Expertenlaufbahnen können in den Unternehmensbereichen, die vom Fachkräftemangel betroffen sind, als Gegenmaßnahme eingesetzt werden. Statistiken der Bundesagentur für Arbeit und des Statistischen Bundesamtes belegen deutlich, dass insbesondere das Potenzial hochqualifizierter Frauen in der deutschen Wirtschaft bislang nicht ausgeschöpft wird und somit Fachkräftepotenziale ungenutzt bleiben (Häublein, 2014; Mischke & Wingerter, 2012). An den präsentierten Zahlen wird die Bedeutung deutlich, die Hochschulabsolventinnen zur Schließung der Fachkräftelücke zukommt (Häublein, 2014; Rump & Eilers, 2014; Mischke & Wingerter, 2012). Dies gilt insbesondere für MINT-Berufe, in denen der Bedarf an ausgebildeten Mitarbeitern besonders spürbar ist und in denen Frauen deutlich unterrepräsentiert sind (Rump & Eilers, 2014; Solga & Pfahl, 2009). An diese Idee anknüpfend, können Expertenlaufbahnen ebenfalls als Werkzeug zur Erhöhung des Anteils weiblicher Mitarbeiter eingesetzt werden, sofern diese entsprechend den Bedürfnissen dieser Zielgruppe konzipiert werden.

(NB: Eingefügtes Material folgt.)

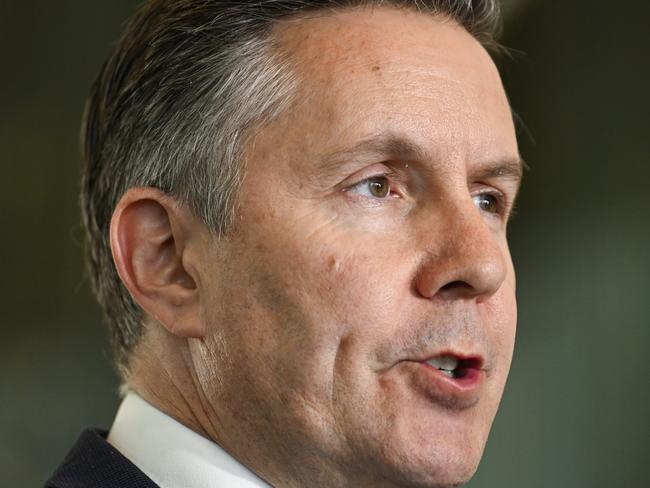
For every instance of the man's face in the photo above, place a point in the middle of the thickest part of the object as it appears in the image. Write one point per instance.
(370, 251)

Es hat sich als sinnvoll erwiesen, Expertenlaufbahnen in einem Pilotprojekt vorerst in ausgewählten Bereichen eines Unternehmens einzuführen und erst zu einem späteren Zeitpunkt auf weitere Bereiche bzw. unternehmensübergreifend auszuweiten. Dieses schrittweise Vorgehen hat zum Vorteil, dass zunächst erste Erfahrungen gesammelt und ggf. Änderungen an dem Expertenlaufbahnkonzept vorgenommen werden können, bevor es gesamtheitlich implementiert wird (Berthel & Koch, 1985; Francke & Chmielarski, 2010; Gerpott, 1994).

3 Es wird nicht spezifiziert, ob hier unter Fachlaufbahnen Experten-, Projekt- und Gremienlaufbahnen zusammengefasst werden oder ob es sich ausschließlich um Expertenlaufbahnen handelt.